Z ² Represents a single bond, O2-CO-O-, O2-O-CO-, O2-S (=O) ₂ -、＊2-O-SO ₂ -、

＊2-CO-NR ^1B -、＊2-NR ^1C -CO-、＊2-R ^2D O-P(＝O)-OR ^2E -、＊2-NR ^1E -CO-O-、＊2-O-CO-NR ^1F -、＊2-CO-S-, -2-S-CO-, or a perfluoroalkyldi-alkyl group having 1 to 4 carbon atoms;

R ^1B 、R ^1C 、R ^1D 、R ^1E r is R ^1F Each independently represents a hydrogen atom or an alkyl group having 1 to 6 carbon atoms;

R ^2A 、R ^2B 、R ^2C 、R ^2D 、R ^2E r is R ^2F Each independently represents a hydrocarbon group having 1 to 18 carbon atoms and having a valence of 2;

a1 represents and Z ² Is a bonding end of (a);

2 represents Z ¹ Is a bonding end of the (c).

12. The adhesive composition of claim 9, wherein the polymerizable group is an ethynyl group, an epoxy group, an oxetanyl group, a vinyl ether group, an acrylonitrile group, a methacrylonitrile group, a vinyl group, an a-methyl vinyl group, an acryl group, a methacryl group, an allyl group, a styryl group, an acrylamide group, or a methacrylamide group.

13. The adhesive composition of claim 1 or 2, further comprising a crosslinker B.

14. An adhesive layer formed from the adhesive composition of any one of claims 1-13.

15. The adhesive layer according to claim 14, which satisfies the following formula (3):

A(405)≥0.5 (3)

in the formula (3), A (405) represents absorbance at a wavelength of 405 nm.

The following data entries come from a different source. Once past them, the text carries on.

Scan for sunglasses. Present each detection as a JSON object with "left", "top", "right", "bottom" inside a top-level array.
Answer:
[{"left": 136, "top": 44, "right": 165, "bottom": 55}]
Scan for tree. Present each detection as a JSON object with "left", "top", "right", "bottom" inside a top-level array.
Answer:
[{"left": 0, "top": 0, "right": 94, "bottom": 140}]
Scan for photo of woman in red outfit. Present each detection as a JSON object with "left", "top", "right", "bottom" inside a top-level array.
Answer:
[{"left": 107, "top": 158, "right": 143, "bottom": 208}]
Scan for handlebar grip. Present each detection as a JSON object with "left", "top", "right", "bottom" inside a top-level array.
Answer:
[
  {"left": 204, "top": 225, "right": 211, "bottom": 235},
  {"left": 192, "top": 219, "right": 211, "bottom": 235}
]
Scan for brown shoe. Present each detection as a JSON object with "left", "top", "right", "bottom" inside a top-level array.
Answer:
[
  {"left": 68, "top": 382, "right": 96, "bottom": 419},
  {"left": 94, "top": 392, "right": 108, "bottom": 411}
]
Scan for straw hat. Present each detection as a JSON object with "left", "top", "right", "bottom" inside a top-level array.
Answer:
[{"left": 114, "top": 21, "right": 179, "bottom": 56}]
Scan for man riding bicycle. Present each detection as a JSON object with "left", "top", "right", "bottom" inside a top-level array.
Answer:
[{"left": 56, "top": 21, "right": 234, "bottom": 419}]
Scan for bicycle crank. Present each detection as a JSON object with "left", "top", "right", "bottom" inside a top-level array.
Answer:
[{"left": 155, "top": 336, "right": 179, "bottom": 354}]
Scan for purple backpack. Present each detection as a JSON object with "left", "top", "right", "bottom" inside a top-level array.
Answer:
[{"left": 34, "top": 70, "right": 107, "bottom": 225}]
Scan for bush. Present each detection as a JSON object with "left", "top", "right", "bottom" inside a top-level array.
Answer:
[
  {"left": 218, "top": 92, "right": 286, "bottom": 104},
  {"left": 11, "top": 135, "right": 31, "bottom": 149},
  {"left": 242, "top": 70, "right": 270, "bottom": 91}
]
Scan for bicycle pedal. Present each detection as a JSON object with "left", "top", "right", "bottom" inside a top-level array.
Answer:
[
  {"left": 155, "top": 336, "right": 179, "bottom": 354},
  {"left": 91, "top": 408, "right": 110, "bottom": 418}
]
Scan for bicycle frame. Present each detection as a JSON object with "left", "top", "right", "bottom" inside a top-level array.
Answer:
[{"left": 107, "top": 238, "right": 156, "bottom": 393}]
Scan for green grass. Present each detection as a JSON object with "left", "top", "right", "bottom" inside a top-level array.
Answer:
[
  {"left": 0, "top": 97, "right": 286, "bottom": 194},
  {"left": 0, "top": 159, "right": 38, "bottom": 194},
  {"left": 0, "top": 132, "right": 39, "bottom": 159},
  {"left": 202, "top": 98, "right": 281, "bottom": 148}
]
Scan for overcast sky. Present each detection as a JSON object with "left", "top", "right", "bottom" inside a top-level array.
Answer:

16. The adhesive layer of claim 15, further satisfying the following formula (4):

A(405)/ A(440)≥5 (4)

in the formula (4), A (405) represents absorbance at a wavelength of 405nm, and A (440) represents absorbance at a wavelength of 440 nm.

17. An optical laminate comprising an optical film laminated on at least one of the adhesive layers of any one of claims 14 to 16.

18. The optical stack of claim 17 wherein,

the optical film is a polarizing plate.

19. An image display device comprising the optical laminate of claim 18.